What is in this article?:
• "As far back to the 1980s, I had been wanting to grow peanuts," says Mississippi farmer Joe Morgan, "but they were still under the government quota system, and it was hard to buy or rent quota from established growers.
• “We were doing well with soybeans, making good yields, but couldn’t get enough land for it to be an economical crop. Peanuts offered more profit potential per acre."
• In 1990, M&M Farms was able to get 45 acres of quota and they've been growing the crop ever since — with 800 acres in 2012.
JOE MORGAN, right, and his son, Joe Jr., grow peanuts, cotton, and corn on their 2,350-acre farm in south Mississippi.
Almost 50 years ago, young marrieds Joe and Patricia Morgan moved to a Forrest County, Miss., hilltop to farm 400 rented acres.
“We didn’t have much of anything,” Joe recalls from the distance of decades. My father had co-signed my bank note for my farm loan, and we had a house trailer to live in.”
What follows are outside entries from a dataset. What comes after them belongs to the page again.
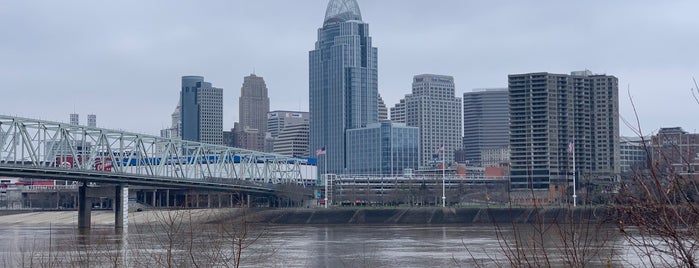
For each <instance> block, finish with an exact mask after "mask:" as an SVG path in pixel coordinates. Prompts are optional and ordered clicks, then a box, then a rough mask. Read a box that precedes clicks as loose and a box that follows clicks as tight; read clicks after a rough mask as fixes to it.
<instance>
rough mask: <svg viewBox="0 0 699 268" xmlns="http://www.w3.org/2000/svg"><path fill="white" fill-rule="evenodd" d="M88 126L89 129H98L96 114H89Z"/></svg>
mask: <svg viewBox="0 0 699 268" xmlns="http://www.w3.org/2000/svg"><path fill="white" fill-rule="evenodd" d="M87 126H88V127H97V116H96V115H94V114H88V115H87Z"/></svg>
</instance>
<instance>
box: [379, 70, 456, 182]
mask: <svg viewBox="0 0 699 268" xmlns="http://www.w3.org/2000/svg"><path fill="white" fill-rule="evenodd" d="M455 96H456V95H455V86H454V78H453V77H451V76H446V75H434V74H421V75H416V76H415V77H413V90H412V94H408V95H406V96H405V98H404V99H402V100H401V101H400V103H398V104H396V106H395V107H394V108H393V109H391V116H392V117H391V118H396V119H398V120H400V118H401V117H403V116H404V121H402V120H401V121H397V122H405V124H406V125H407V126H410V127H417V128H418V129H419V130H420V131H419V132H420V137H419V144H420V162H419V168H420V169H432V168H435V167H437V164H438V163H442V162H444V163H446V164H447V165H451V164H453V162H454V151H455V150H458V149H460V148H461V147H462V136H461V134H462V133H461V132H462V130H463V129H462V128H461V124H462V121H461V98H458V97H455ZM394 114H395V117H394ZM438 150H439V152H438Z"/></svg>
The land where he would farm, south of Hattiesburg and adjacent to the Desoto National Forest, was hill land once in woods, and he says, “I’d wear out a set of cultivator blades every few days running over stumps in the field.”
But as years went by, improvements were made to the land, acreage was gradually expanded, and today Joe and Patricia have a beautiful home where the house trailer long ago stood; their son, Joe Jr., who farms with them, has a new home just across the road; the hilltop is covered with neat metal buildings for equipment, a spacious shop and grain storage bins, and M&M Farms now encompasses 2,350 acres of land that produces high-yielding crops.
In 2012 the Morgans entered the Mississippi Peanut Growers Association yield competition and were the state winner in the 800 acres and above category with 5,660 pounds per acre.
“Patricia and I grew up in Perry County, the next county over,” Joe says. “My father did construction work, and also had a cattle operation and grew small acreages of row crops. Patricia’s father was a farmer, with a large commercial produce operation, growing all kinds of vegetables and also some cotton.”
Joe, valedictorian of his high school class, was going to pursue an engineering career, but he laughingly says “calculus and higher math were my undoing, and I decided to be a farmer.
“I started in 1965 with a little over 100 acres of rented land, using my father’s Allis Chalmers tractor. A tractor salesman tried to get me to buy a bigger tractor, and I told him if he’d find me some more land to farm, I’d buy his tractor.
“He found this land, which belonged to a man in Georgia who owned a lot of land in Mississippi and other states. The owner agreed to let me rent 400 acres and pay him in the fall when I’d harvested my crops. In those days, everyone was growing soybeans, and I grew beans, corn, and wheat.”
Now, M&M is the largest farming operation in a county that no longer has much agriculture — when the government’s Conservation Reserve Program was started, large chunks of land went into pine trees.
“With today’s equipment, chemistries, and varieties, we could easily farm another 1,000 acres,” Joe says, “but there is no land available for farming in this area. To expand, we’d have to go 60 miles southwest, and we’re just reluctant to commit to that.
“From here to the north end of where we farm is about 30 miles, and to the east we go about 12 miles — a lot of fields, ranging from only about 2 acres to the largest, 180 acres. Just moving equipment from place to place is a challenge, particularly on Highway 49, a high traffic route to the Gulf Coast. Even though we have escorts and flashing lights, we’ve still had a couple of instances of people running into our tractors.”
Over the years, Joe says, “We’ve tried a lot of different crops: soybeans, corn, wheat, cotton, watermelons, produce, and for a couple of years we even had 200 to 300 acres of string beans. But that didn’t last; it was too hard to hit the weather window to deliver the crop on the schedule the contractor needed it.”
As far back to the 1980s, he says, “I had been wanting to grow peanuts, but they were still under the government quota system, and it was hard to buy or rent quota from established growers, many of whom were up in the Delta. And if you bought quota, you usually had to buy the owner’s equipment, too.